Zillow: Home Buyers Need to Earn $47,000 More Than in 2020

(Illustration courtesy of Zillow)

Home shoppers today need to earn more than $106,000 to comfortably afford a home, a new Zillow analysis found.

The figure is 80% more than in January 2020, “showing how the math has changed for hopeful buyers,” Zillow said in a new analysis.

In 2020, a household earning $59,000 annually could comfortably afford the monthly mortgage on a typical U.S. home, spending no more than 30% of its income with a 10% down payment. That was below the U.S. median income of about $66,000, meaning more than half of American households had the financial means to afford homeownership.

Now, the roughly $106,500 needed to comfortably afford a typical home is well above what a typical U.S. household earns each year, which the Census Bureau’s American Community Survey estimates at about $81,000.

“Housing costs have soared over the past four years as drastic hikes in home prices, mortgage rates and rent growth far outpaced wage gains,” said Orphe Divounguy, a senior economist at Zillow. “Buyers are getting creative to make a purchase pencil out, and long-distance movers are targeting less expensive and less competitive metros.”

Divounguy noted mortgage easing down has helped, “but the key to improving affordability long term is to build more homes,” he said.

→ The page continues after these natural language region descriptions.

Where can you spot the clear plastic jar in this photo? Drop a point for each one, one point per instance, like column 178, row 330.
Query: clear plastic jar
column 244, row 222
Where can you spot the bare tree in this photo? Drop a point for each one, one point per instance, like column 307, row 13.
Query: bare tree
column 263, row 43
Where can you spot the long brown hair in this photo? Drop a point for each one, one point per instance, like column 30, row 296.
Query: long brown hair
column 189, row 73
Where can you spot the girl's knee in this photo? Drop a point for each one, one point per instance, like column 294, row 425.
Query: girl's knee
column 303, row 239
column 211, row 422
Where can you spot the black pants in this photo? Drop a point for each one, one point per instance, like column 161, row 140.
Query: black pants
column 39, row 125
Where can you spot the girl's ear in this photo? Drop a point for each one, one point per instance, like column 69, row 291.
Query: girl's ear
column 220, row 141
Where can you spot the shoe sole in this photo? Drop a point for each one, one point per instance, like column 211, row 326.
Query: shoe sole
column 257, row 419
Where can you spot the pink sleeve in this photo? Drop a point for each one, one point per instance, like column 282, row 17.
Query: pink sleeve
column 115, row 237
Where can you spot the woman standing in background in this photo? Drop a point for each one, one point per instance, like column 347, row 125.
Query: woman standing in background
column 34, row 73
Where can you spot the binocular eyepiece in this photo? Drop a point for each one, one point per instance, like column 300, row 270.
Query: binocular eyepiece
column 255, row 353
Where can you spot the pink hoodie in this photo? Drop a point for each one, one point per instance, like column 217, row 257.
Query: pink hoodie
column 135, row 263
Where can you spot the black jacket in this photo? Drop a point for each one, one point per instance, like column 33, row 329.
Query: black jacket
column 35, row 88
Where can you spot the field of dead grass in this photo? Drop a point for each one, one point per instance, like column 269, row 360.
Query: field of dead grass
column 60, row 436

A monthly mortgage payment on a typical U.S. home has nearly doubled since January 2020, up 96.4% to $2,188 (assuming a 10% down payment), Zillow reported. Home values have risen 42.4% in that time, with the typical U.S. home now worth about $343,000. Mortgage rates ended January 2020 near 3.5%, keeping the cost of a home affordable for most households that could manage the down payment. At the time of this analysis, mortgage rates were about 6.6%.